Fionas rauchige Stimme riss ihn aus seinen Gedanken. „Wollen Sie mit mir tanzen, James?“

„Momentan nicht, danke. Ich warte auf Karen.“

„Das tue ich auch“, hatte Fiona erwidert. Und in der Tat, als Hiram sie an ihren Tisch zurückbrachte, hatte Fiona Karen aufgefordert, die sofort mitging. Der nächste Song war „Nights in white satin“. James hatte, rasend vor Zorn, beobachtet, wie Fionas Körper sich an Karen schmiegte und ihre Hand Karens wohlgeformte Pobacken streichelte.

Um Mitternacht ging das Licht aus und wieder an. Die Band intonierte „Auld Lang Syne“. Jeder stand auf, fasste seinen Nachbarn an der Hand und sang, je nach Trunkenheitsgrad, laut und falsch mit.

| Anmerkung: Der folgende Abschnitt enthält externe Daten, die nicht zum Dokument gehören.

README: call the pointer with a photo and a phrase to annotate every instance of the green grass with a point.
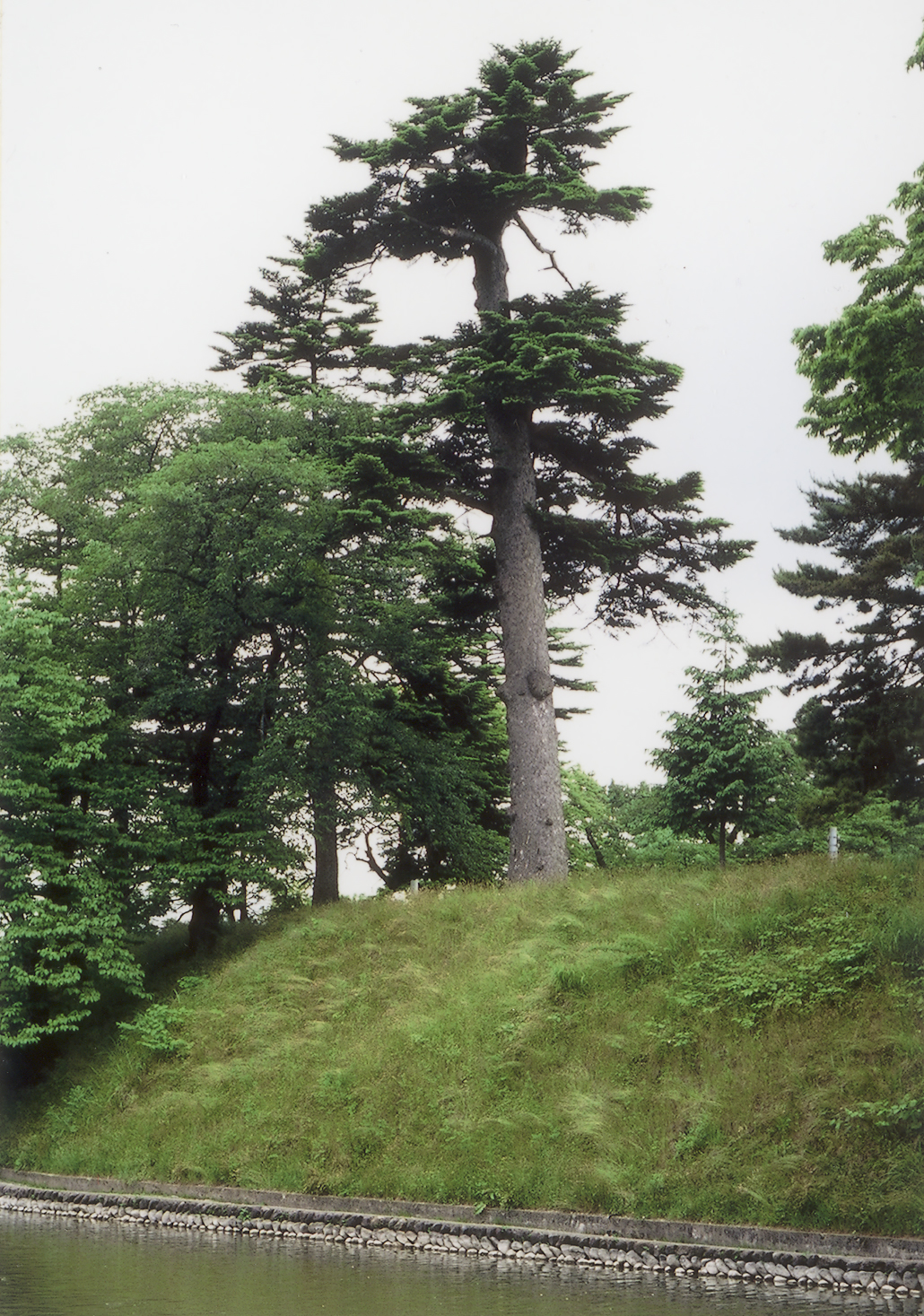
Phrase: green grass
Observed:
(731, 1048)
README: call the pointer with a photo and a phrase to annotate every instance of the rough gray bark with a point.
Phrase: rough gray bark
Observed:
(537, 820)
(326, 887)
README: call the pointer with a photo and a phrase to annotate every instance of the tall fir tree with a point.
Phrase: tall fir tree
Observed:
(529, 408)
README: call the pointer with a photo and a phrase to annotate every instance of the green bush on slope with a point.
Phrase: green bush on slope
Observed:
(661, 1044)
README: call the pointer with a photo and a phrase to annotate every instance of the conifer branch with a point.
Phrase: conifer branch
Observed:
(538, 247)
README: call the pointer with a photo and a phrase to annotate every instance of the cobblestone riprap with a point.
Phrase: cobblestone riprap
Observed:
(902, 1278)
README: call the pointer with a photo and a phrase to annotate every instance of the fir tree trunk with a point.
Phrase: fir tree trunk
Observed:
(327, 873)
(537, 820)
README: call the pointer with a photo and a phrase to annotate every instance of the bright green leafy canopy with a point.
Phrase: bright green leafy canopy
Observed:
(867, 368)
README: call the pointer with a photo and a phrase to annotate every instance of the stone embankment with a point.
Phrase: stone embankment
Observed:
(884, 1277)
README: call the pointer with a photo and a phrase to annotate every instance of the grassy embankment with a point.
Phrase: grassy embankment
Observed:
(735, 1048)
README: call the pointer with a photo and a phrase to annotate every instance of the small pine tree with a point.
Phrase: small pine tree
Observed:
(720, 758)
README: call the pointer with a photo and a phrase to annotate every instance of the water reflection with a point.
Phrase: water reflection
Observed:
(69, 1268)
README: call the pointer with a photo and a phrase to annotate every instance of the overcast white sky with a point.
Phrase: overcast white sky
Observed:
(157, 152)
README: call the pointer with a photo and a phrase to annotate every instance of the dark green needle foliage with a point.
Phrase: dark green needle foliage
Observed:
(862, 730)
(527, 414)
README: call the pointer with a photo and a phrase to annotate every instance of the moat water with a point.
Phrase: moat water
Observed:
(67, 1268)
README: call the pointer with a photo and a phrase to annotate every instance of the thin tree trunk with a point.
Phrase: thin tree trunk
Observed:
(537, 820)
(326, 888)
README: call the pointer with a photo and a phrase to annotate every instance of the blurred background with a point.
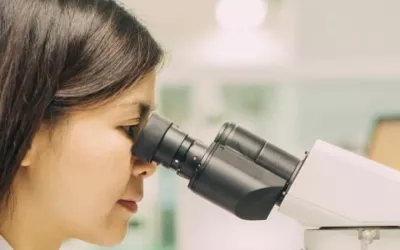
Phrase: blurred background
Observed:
(290, 71)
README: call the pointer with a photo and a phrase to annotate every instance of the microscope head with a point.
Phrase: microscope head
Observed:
(247, 176)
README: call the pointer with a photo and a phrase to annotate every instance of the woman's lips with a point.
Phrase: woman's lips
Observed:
(131, 206)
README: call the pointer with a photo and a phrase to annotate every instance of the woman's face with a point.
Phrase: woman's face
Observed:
(76, 177)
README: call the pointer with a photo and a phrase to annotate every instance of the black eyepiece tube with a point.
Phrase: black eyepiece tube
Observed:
(239, 172)
(263, 153)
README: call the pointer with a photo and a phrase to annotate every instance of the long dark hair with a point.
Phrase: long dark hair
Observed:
(56, 55)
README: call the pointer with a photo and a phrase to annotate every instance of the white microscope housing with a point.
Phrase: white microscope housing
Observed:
(336, 194)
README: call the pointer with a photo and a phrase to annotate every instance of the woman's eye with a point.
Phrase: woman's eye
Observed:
(130, 130)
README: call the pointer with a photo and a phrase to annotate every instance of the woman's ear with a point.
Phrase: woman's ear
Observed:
(28, 158)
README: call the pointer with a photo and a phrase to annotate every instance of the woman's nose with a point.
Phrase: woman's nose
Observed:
(143, 169)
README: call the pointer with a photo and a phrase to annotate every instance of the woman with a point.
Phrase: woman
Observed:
(77, 80)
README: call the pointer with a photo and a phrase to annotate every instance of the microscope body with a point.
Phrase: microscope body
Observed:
(345, 201)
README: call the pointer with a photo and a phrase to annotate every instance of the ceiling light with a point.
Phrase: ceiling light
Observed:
(241, 14)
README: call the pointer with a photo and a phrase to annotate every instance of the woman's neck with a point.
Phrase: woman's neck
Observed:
(30, 229)
(34, 237)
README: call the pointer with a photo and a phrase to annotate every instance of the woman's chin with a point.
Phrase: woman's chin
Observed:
(109, 237)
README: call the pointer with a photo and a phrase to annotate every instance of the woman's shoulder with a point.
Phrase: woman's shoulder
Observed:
(4, 244)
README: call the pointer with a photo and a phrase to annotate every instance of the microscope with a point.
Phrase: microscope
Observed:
(343, 200)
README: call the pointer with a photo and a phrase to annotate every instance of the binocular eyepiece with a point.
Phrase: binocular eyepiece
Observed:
(238, 171)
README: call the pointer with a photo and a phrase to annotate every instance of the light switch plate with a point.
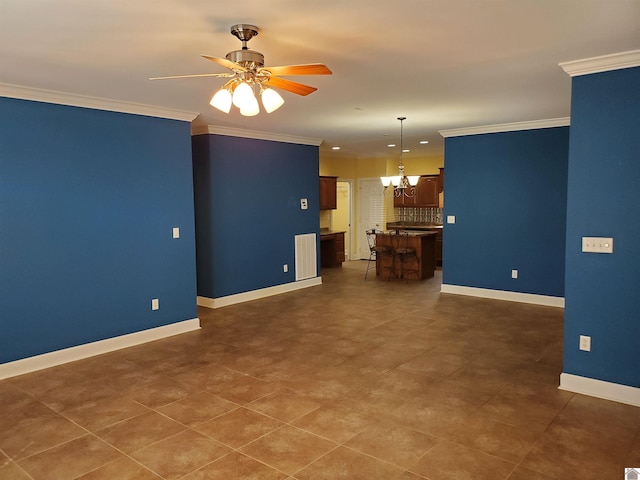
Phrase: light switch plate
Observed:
(597, 244)
(585, 343)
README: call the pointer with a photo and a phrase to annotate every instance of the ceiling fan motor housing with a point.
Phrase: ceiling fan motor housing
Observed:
(247, 58)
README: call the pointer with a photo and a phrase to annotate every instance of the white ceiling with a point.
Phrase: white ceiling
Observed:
(441, 63)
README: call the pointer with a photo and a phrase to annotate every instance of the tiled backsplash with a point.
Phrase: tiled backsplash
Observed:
(418, 214)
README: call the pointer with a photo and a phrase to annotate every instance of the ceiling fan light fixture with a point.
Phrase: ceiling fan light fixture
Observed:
(222, 100)
(250, 107)
(271, 100)
(242, 96)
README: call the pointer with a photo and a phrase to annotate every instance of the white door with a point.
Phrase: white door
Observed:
(370, 211)
(341, 216)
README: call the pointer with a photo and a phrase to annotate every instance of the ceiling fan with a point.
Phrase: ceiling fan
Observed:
(248, 74)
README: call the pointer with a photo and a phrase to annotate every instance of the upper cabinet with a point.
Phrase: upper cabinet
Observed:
(328, 193)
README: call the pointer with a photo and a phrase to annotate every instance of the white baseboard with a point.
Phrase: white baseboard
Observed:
(256, 294)
(600, 389)
(504, 295)
(52, 359)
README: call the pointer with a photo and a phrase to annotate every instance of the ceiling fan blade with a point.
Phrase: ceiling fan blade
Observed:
(225, 63)
(309, 69)
(194, 76)
(288, 85)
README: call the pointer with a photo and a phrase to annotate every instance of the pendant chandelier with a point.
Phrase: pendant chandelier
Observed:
(403, 185)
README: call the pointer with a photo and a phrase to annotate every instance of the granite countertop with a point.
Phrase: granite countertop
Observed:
(326, 231)
(411, 233)
(413, 226)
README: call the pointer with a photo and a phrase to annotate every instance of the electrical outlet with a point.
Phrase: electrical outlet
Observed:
(597, 244)
(585, 343)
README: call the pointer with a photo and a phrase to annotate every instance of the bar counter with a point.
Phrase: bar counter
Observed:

James schenkte sich den letzten Rest Whisky aus seiner zweiten Flasche Scotch ein und schaute sich suchend nach Karen um. Er wurde stocknüchtern. Karen, Hiram und Fiona waren verschwunden.

Eine nie gekannte Wut hatte ihn erfasst. Er trank sein Glas auf ex, verabschiedete sich von seinen Tischnachbarn und ging an Deck. Dort starrte er gedankenverloren in den sternenklaren Himmel und ließ sich die kalte Meeresluft um die Nase wehen, ohne dass sein Hass auf Karen sich spürbar verringerte.